In our view, this is only partially true. It is true that these platforms are taking over parts of the distribution of banking services, and it is also true that customer expectations are only going to get higher because of these digital platforms. This is because they are able to seamlessly integrate the various components of their services into a wider customer journey in a (digital) place where customers are as their needs are being fulfilled in that place. However, it is not true that this necessarily undermines the position of banks. Depending on the strategic choices a bank makes in these changed circumstances, we would even say: this development can strengthen a bank's position.
The crux of that strategic choice is to strive to become a Connected bank. Connected is KPMG's approach to digital transformation. At its core are eight capabilities that a bank must invest in to prove their added value in the digital age. Of course, it is important to first determine what the bank is already strong in, where and with what it distinguishes itself and especially: what the bank wants to be for its customers.
Subsequently, there are four possible profiles to choose from, that of Allrounder, Front-Office Champion, Back-Office Champion and Functional Specialist.
The profiles of the Allrounder and the Front-Office Champion are clarified in the blog Dutch banks and the need for distinction. Back-office Champions focus on the production of financial services. Functional Specialists on the other hand deliver building blocks like KYC, financial market infrastructure connectivity or e-Identity services.
It is the latter two profiles that are explicitly linked to the emergence of digital platform business models. This is often referred to as Banking as a Service or Embedded Finance. Indeed, banks that focus on these profiles are strong in exactly the functionalities that the abovementioned platforms require.

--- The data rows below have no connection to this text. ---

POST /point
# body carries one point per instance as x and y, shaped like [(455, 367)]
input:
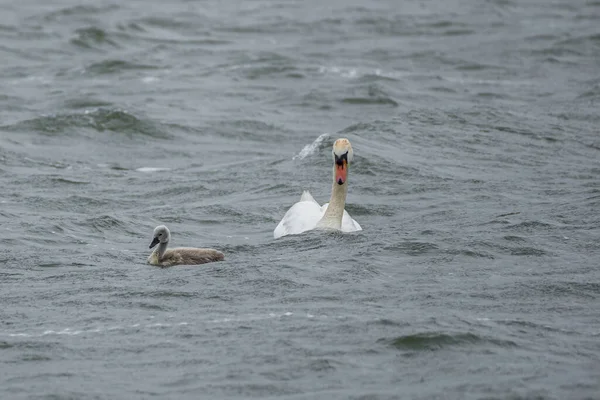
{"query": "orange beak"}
[(341, 172)]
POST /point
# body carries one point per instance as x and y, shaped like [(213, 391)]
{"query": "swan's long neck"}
[(160, 250), (335, 210)]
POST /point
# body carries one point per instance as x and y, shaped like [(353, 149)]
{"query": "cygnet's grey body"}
[(180, 255)]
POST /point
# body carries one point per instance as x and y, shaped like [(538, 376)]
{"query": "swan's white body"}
[(307, 214)]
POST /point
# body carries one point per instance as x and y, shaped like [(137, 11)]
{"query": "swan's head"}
[(161, 235), (342, 157)]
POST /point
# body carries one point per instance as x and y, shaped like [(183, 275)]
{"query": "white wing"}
[(301, 217), (348, 223), (304, 216)]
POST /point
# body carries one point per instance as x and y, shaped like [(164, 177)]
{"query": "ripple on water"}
[(101, 119), (433, 341)]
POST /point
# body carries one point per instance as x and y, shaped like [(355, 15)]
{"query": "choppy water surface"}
[(475, 127)]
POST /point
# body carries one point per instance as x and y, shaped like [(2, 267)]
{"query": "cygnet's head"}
[(161, 235), (342, 157)]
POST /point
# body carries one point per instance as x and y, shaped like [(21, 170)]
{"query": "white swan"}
[(180, 255), (307, 214)]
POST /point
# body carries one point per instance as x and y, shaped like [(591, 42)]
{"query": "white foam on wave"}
[(161, 325), (74, 332), (151, 169), (310, 149), (352, 73)]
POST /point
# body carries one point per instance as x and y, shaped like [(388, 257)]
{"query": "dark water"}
[(475, 127)]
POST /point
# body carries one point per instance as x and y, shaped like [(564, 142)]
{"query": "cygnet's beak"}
[(341, 168), (154, 242)]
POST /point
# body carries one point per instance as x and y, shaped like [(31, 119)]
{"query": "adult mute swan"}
[(307, 214), (180, 255)]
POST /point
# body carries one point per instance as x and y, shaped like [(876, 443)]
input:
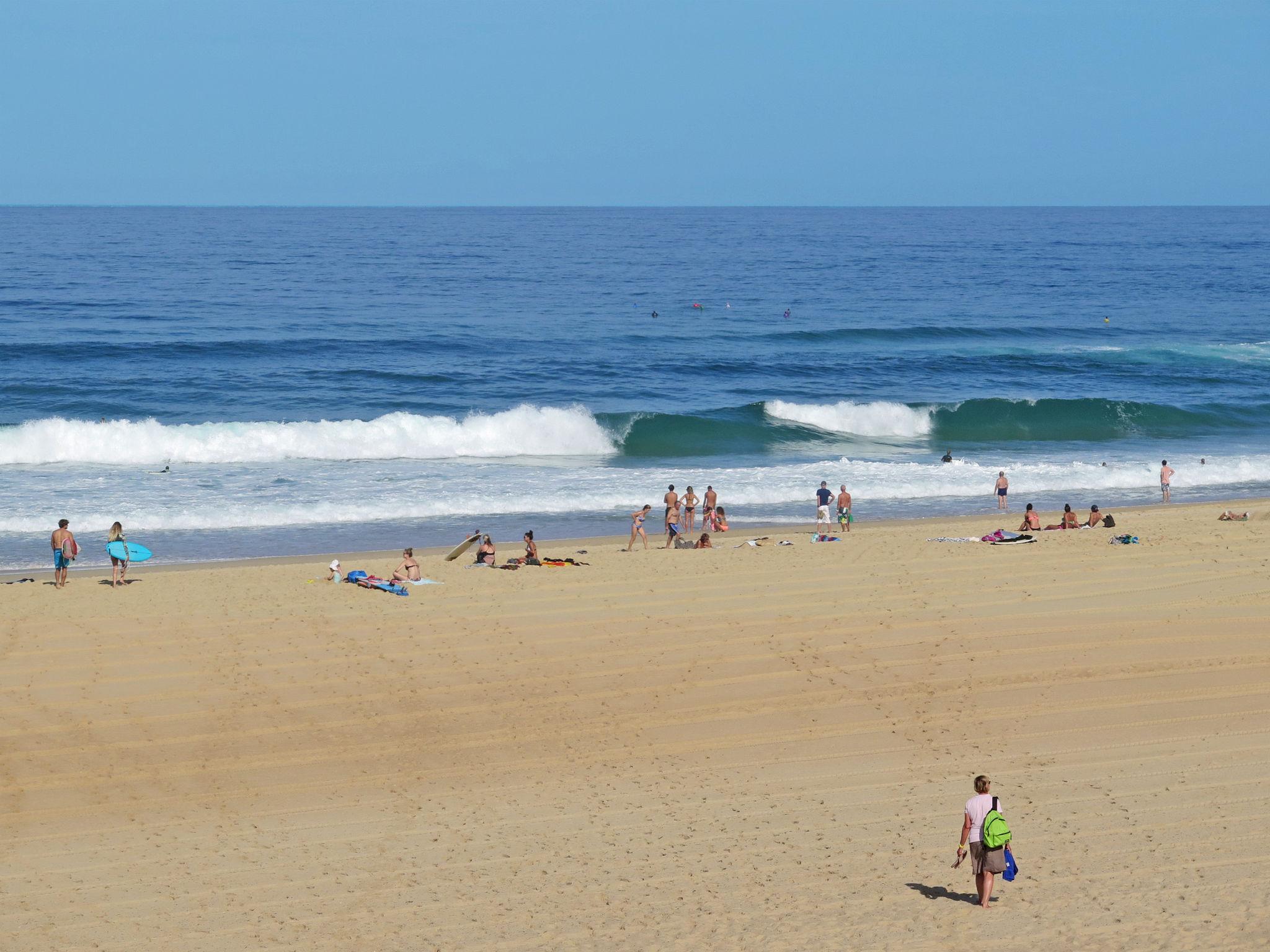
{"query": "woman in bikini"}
[(638, 528), (1032, 521), (409, 569), (1070, 521), (690, 509), (118, 566), (531, 551)]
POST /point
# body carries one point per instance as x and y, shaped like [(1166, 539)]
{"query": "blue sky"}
[(186, 102)]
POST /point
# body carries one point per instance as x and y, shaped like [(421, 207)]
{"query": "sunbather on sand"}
[(1070, 521), (409, 569)]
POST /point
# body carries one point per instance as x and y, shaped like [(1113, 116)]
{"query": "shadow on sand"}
[(943, 892)]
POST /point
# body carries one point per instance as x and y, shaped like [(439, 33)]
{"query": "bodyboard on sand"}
[(461, 547), (134, 553)]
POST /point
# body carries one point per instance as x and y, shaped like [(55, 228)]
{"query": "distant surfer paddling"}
[(64, 551)]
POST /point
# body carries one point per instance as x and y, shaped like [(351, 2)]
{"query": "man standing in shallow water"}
[(1166, 475), (822, 507)]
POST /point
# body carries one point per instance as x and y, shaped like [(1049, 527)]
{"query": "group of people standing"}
[(681, 518)]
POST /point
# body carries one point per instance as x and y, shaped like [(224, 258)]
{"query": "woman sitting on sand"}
[(1032, 521), (409, 569), (1070, 521)]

The back-office champion holds the risk of the financial products on her balance sheet, but is not directly visible and involved in the customer relationship. It utilises its regulatory license as an asset. Banking products and services like lending are distributed through the already mentioned platforms. The Functional Specialist focuses on very specific services and products, for instance connectivity to financial market infrastructure, KYC and e-Identity services. These services and products are then offered separately to digital platforms.
In other words, digitization gives banks plenty of opportunities. However, to benefit from this, they must be able to strongly question their current business model and accept the consequences. It's also about daring to invest in the capabilities needed to realize the chosen route. The profiles just mentioned, for example, require different qualities when it comes to experience-centricity by design. After all, it is not the customers that the bank needs to focus on, but (the developers of) the platforms. They must be at the heart of the customer experience that the bank offers. Also, a lot is asked of the digitally enabled architecture of the bank (focus is the development of APIs) and of the bank's ability to choose the right partners and to build and maintain ecosystems.
With our Connected approach, KPMG helps banks in this process. The approach is based on banks investing in the right capabilities, following well-considered strategic choices. The Connected bank will no longer have any reason to feel threatened in its digital future.